The way became steeper among soaring buttresses both igneous and meteoric, the half-obliterated or superimposed wreckage of archaean catastrophe. Naturally it all spoke to Royden in the language of science, suggesting mechanisms of formation to his expert eye, but he also received different impressions, unaccountably purposeful, as if the dead starlit wasteland were gesturing at him with a myriad writhing cloaks or sleeves which nevertheless never moved; and the glowing hemisphere beyond the final ridge was a god enthroned over the still-life, summoning Royden to account for his intrusion...
Determined to abate these feverish imaginations, he halted the jeep to make an examination of a noctilucent plant - one of the growths which took advantage of the dribblets of air close to the ruins.

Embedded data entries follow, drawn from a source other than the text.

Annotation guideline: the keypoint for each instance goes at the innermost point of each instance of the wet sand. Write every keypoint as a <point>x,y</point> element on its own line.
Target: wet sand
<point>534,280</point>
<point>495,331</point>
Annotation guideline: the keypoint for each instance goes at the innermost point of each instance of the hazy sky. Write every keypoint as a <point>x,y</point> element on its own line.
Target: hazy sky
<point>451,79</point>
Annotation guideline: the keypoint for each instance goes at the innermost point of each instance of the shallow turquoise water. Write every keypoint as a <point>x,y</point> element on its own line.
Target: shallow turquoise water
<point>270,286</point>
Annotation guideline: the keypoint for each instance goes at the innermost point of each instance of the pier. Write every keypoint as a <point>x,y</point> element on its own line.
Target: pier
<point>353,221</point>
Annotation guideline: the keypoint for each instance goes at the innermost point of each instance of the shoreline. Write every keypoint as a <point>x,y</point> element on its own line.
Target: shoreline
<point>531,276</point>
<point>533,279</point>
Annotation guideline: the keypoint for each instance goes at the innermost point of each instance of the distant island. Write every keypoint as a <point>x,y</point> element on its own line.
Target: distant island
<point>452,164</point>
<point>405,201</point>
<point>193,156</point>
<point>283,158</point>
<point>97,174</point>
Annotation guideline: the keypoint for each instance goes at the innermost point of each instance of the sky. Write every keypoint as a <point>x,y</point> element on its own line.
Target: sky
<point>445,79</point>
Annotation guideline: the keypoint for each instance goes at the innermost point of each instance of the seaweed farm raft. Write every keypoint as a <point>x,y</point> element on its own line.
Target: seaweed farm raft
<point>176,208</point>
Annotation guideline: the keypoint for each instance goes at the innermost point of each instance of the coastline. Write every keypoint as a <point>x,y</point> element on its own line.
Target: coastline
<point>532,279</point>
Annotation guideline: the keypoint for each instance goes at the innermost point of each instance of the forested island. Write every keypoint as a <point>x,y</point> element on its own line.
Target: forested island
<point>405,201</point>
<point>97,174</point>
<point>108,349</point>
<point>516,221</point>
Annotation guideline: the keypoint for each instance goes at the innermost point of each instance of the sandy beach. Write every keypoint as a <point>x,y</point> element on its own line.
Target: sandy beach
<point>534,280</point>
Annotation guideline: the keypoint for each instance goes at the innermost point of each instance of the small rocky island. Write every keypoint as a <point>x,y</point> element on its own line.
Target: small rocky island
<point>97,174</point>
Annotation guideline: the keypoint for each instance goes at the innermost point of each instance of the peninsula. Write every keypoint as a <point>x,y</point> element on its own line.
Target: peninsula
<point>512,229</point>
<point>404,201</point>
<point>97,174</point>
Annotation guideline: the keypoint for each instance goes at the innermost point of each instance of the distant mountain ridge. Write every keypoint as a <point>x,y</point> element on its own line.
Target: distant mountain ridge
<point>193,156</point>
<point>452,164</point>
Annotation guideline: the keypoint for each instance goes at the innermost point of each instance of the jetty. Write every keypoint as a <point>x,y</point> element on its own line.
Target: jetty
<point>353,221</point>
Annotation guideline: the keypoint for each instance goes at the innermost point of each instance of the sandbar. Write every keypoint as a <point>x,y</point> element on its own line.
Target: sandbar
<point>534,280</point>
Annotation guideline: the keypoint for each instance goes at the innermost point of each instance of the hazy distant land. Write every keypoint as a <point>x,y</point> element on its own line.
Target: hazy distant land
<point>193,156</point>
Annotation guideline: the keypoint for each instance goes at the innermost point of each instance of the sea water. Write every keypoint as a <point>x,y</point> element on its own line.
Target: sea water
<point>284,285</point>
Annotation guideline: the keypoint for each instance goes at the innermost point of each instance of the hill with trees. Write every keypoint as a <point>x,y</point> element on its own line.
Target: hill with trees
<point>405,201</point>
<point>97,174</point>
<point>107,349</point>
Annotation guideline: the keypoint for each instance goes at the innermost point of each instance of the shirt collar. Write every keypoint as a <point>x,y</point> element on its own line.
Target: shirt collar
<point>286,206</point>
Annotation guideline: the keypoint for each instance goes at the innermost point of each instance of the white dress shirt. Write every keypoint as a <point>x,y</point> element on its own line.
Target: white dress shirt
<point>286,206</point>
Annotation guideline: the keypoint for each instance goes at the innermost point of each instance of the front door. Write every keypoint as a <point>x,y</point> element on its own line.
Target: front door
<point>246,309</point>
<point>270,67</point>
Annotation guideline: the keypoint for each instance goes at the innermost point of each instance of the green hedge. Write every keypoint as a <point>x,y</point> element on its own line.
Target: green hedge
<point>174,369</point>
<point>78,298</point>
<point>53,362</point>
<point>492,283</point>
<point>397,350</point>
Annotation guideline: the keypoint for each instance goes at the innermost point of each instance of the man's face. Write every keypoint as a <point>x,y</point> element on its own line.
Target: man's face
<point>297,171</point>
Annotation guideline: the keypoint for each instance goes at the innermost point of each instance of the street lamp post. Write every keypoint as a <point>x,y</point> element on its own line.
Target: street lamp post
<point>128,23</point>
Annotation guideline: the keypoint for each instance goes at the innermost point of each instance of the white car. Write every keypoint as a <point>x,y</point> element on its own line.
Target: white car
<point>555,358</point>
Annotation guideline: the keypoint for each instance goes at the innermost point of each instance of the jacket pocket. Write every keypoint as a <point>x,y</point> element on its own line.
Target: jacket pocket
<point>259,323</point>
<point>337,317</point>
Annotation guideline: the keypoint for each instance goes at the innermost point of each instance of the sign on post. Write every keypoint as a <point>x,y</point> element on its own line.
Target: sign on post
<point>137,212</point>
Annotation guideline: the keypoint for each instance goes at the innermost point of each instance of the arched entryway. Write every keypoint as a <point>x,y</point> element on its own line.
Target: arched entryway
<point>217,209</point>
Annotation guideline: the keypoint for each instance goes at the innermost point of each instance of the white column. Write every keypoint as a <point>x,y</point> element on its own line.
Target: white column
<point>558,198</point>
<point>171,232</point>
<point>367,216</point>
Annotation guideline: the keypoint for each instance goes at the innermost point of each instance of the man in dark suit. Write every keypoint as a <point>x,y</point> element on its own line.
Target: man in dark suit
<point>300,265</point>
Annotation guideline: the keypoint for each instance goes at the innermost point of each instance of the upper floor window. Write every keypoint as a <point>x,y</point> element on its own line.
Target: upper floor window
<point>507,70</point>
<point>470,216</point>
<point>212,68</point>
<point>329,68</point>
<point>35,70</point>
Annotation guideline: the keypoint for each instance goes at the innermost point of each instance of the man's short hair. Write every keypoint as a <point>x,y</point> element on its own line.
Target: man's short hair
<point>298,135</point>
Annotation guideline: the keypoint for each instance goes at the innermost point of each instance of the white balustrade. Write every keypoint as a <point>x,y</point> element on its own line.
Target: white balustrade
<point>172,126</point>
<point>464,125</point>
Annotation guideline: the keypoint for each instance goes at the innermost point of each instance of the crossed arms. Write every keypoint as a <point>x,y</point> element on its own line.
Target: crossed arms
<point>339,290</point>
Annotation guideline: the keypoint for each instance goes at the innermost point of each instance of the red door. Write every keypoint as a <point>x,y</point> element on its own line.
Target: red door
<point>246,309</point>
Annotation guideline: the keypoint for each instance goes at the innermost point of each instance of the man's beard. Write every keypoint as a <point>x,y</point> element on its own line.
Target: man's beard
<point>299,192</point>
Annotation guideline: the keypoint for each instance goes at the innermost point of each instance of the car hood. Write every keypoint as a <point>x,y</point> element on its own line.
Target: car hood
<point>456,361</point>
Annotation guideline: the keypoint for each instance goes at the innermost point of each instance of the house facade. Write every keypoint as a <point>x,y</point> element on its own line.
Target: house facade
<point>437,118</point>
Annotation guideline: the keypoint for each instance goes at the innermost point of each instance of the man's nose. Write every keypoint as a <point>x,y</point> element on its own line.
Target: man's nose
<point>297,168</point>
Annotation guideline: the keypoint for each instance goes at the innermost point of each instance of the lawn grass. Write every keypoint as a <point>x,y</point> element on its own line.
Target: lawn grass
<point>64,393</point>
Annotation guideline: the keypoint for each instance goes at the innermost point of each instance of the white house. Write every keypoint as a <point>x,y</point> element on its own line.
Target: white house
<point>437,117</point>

It was of a flaccid, thallophytic nature, trailing lank, pulpy appendages like lucent streamers, which lay over the sides of a crevice in which the thing must be rooted. Royden gazed carefully around. Now he could see a few more plants of similar shape, twisted among the clefts and rubble. He had discovered a new species of lunar flora. And these speciments might well be the only ones in existence, feeding slowly on some rare mineral in the volcanic escarpment or the rare gaseous exhalations from the fissures which veined the slope as well as the attenuated nimbus of the nearby hemisphere of air. This was what he needed - the self-satisfaction which came from a straight discovery...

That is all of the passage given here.